Stop Scrolling: Join Fashion Roundtable's Book Club Instead!
Did you know that reading for just 6 minutes can lower stress levels by up to 68%?
Photo by Farnaz Kohankhaki on Unsplash. Image shows woman browsing book shelves.
How it works:
We will handpick a book from one of our core pillars: Craft & Culture, Creative Wellbeing, Education, Representation & Inclusion, Sustainability & Social Justice.
A new book will be announced at the start of each new month.
You don’t have to buy the book, remember libraries are also an option!
Content will include casual chats, deep dives and author Q&As during the month.
We will meet on the last Friday of the month at 1:30pm to have a lively discussion of the book as a community.
Why we’re launching:
We’re just two weeks into January, but already the online landscape has undertaken a seismic shift since last year. Amidst the sea of humdrum monotony, there is a quiet tension brewing. As AI has productised our reels with a level of polish none of us were ready for, there is a sense of nostalgia for the candid and slightly messiness where people created for, well, joy. It feels like we have outsourced our thinking and with it, the internet has lost its humanness. We’re being told that if we don’t embrace AI we will fall by the wayside. We’re told if we do, we will lose all creativity and critical thinking skills. What is true is that we have all been left with wanting more, something tangible and for a lack of a better word, analog.

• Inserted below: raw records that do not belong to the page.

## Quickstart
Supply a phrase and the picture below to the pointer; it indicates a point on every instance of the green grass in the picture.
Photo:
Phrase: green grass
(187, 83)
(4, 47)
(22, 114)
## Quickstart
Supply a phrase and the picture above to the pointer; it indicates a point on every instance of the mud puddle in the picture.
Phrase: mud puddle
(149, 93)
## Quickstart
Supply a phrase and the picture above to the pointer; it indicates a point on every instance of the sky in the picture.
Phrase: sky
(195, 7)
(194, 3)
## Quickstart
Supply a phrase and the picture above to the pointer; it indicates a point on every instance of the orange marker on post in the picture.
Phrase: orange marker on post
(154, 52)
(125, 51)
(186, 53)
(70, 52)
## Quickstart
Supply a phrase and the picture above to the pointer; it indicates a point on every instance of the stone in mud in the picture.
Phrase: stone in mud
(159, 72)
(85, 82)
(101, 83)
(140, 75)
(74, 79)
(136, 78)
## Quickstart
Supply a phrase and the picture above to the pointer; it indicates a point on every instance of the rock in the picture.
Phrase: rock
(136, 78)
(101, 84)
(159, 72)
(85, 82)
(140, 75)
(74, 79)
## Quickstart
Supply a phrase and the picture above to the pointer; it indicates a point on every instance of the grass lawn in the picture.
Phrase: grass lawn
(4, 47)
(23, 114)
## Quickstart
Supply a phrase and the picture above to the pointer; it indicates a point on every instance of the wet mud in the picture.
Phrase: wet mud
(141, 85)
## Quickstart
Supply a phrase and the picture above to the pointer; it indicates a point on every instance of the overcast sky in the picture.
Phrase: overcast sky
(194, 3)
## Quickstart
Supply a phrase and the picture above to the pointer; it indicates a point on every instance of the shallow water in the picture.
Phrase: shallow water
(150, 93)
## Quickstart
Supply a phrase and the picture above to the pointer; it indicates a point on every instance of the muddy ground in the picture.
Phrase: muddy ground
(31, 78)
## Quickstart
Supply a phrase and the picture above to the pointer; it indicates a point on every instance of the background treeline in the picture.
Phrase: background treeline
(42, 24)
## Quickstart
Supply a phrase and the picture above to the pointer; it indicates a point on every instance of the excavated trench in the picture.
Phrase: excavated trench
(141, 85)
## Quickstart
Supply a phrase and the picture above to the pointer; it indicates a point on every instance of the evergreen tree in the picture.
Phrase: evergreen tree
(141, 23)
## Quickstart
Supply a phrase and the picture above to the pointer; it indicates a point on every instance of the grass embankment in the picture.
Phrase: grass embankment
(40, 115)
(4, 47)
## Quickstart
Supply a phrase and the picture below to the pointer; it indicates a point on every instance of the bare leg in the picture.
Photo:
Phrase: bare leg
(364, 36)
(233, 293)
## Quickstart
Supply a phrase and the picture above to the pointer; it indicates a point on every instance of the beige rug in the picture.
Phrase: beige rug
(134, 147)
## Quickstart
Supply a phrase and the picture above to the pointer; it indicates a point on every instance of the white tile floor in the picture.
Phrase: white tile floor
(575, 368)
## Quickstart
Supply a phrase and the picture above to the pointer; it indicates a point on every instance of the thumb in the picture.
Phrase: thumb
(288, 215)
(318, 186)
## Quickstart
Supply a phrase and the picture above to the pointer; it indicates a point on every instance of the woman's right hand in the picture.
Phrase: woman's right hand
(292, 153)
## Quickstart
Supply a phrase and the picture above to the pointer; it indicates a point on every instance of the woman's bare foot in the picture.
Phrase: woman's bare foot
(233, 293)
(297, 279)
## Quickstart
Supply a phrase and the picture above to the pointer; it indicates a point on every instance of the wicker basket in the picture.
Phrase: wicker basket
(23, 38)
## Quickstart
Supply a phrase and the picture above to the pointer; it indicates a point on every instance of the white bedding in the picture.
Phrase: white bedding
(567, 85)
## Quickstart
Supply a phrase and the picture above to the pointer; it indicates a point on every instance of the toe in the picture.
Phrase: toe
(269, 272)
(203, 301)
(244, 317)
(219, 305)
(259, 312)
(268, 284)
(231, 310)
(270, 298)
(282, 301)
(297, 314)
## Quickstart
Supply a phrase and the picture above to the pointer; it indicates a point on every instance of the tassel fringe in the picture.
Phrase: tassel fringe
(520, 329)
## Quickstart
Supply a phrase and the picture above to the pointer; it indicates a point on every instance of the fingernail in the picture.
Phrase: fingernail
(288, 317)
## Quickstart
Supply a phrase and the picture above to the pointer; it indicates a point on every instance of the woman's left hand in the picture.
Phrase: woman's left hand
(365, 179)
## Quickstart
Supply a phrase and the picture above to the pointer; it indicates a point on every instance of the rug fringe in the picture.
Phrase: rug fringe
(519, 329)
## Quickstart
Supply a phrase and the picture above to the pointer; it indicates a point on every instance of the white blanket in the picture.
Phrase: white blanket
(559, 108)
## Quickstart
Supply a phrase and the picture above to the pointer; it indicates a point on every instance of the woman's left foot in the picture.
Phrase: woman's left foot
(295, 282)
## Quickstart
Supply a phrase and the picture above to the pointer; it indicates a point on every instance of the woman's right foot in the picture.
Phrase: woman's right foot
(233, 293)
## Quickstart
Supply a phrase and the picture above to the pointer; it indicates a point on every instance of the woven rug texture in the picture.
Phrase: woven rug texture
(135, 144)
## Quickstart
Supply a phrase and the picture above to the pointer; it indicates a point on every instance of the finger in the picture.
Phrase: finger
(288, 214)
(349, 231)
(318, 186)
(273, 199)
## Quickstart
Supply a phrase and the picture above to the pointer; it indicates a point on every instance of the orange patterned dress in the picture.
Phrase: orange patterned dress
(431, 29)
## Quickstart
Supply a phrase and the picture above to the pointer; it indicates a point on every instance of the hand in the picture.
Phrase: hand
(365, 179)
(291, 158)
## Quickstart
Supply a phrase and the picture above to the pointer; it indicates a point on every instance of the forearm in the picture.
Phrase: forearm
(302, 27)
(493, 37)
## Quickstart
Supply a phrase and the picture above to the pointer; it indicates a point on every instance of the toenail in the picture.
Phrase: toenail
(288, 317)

At the same time, new evidence by Daisy Fancourt suggests that our lack of participation in the arts and culture is actually damaging to our health and wellbeing. Despite the Government knowing of the £18 billion in health benefits that participation in arts and culture has on working-age adults and well over 172 global policy documents (read ours here), which recommend heritage and cultural engagement as a measurable health asset, the UK spends just 0.46% of its GDP on arts and culture engagement. We are in a known loneliness epidemic and are breeding a dangerous wellbeing gap where those in rural or deprived areas are disproportionately at risk of the health implications that comes with a lack of engagement in culture and heritage.

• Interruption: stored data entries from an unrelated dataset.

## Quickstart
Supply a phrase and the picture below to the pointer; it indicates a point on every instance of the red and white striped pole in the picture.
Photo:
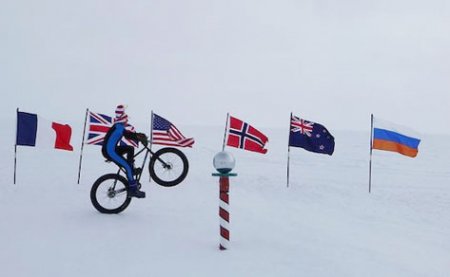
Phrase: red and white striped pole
(224, 212)
(224, 163)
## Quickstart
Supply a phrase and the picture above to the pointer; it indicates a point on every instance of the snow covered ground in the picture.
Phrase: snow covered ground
(325, 224)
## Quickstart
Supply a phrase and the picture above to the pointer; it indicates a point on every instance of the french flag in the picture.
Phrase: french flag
(33, 130)
(388, 136)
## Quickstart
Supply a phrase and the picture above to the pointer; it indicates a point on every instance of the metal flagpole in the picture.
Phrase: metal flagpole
(289, 151)
(15, 145)
(371, 143)
(150, 141)
(225, 133)
(82, 146)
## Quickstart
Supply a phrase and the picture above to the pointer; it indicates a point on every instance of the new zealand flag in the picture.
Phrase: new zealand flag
(310, 136)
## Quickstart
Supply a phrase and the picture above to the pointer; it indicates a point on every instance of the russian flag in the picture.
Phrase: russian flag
(388, 136)
(33, 130)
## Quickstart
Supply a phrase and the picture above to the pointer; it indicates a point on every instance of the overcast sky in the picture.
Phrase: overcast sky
(333, 62)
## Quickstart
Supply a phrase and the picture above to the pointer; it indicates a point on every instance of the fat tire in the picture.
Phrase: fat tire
(160, 155)
(96, 185)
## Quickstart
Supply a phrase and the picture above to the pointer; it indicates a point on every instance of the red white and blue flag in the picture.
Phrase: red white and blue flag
(243, 135)
(35, 131)
(99, 125)
(165, 133)
(310, 136)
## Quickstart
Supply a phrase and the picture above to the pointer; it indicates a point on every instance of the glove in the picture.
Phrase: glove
(142, 138)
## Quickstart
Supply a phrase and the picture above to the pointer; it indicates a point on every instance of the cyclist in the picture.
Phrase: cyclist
(114, 152)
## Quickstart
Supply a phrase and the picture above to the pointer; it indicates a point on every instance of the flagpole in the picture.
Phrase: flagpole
(289, 151)
(15, 145)
(370, 162)
(225, 133)
(82, 146)
(151, 141)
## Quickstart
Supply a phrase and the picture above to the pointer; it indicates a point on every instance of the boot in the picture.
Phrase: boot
(134, 190)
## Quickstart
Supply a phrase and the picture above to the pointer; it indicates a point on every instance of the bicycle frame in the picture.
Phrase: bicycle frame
(138, 176)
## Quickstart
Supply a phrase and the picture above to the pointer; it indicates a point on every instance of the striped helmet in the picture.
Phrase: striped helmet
(121, 116)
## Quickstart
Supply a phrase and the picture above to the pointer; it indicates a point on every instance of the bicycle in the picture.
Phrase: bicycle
(167, 167)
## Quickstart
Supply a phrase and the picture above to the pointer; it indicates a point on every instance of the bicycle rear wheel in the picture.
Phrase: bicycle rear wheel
(168, 167)
(109, 194)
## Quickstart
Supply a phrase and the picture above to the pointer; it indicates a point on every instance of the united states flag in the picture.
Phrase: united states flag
(99, 125)
(165, 133)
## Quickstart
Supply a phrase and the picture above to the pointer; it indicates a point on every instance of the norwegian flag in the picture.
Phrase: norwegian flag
(165, 133)
(99, 125)
(243, 135)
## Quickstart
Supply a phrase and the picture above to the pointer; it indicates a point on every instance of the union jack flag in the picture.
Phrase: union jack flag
(310, 136)
(99, 125)
(243, 135)
(165, 133)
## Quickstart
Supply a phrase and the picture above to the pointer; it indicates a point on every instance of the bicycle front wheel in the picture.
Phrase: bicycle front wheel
(168, 167)
(109, 194)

We’re not saying that we have all the answers, but that analog has a space in the digital era. To take time out from our overly-productive lives and instead hold a tangible book in our hands, to use our critical-thinking skills for lively discussions and to hear from the very authors who created them. To build a community that bridges the dangerous wellbeing gap, breeding connection rather than loneliness.
First book:
Our first book is ‘Art Cure’ by Daisy Fancourt. Daisy Fancourt is Professor of Psychobiology and Epidemiology at UCL and has published over 300 scientific papers on how art and culture participation can improve health. A must-read!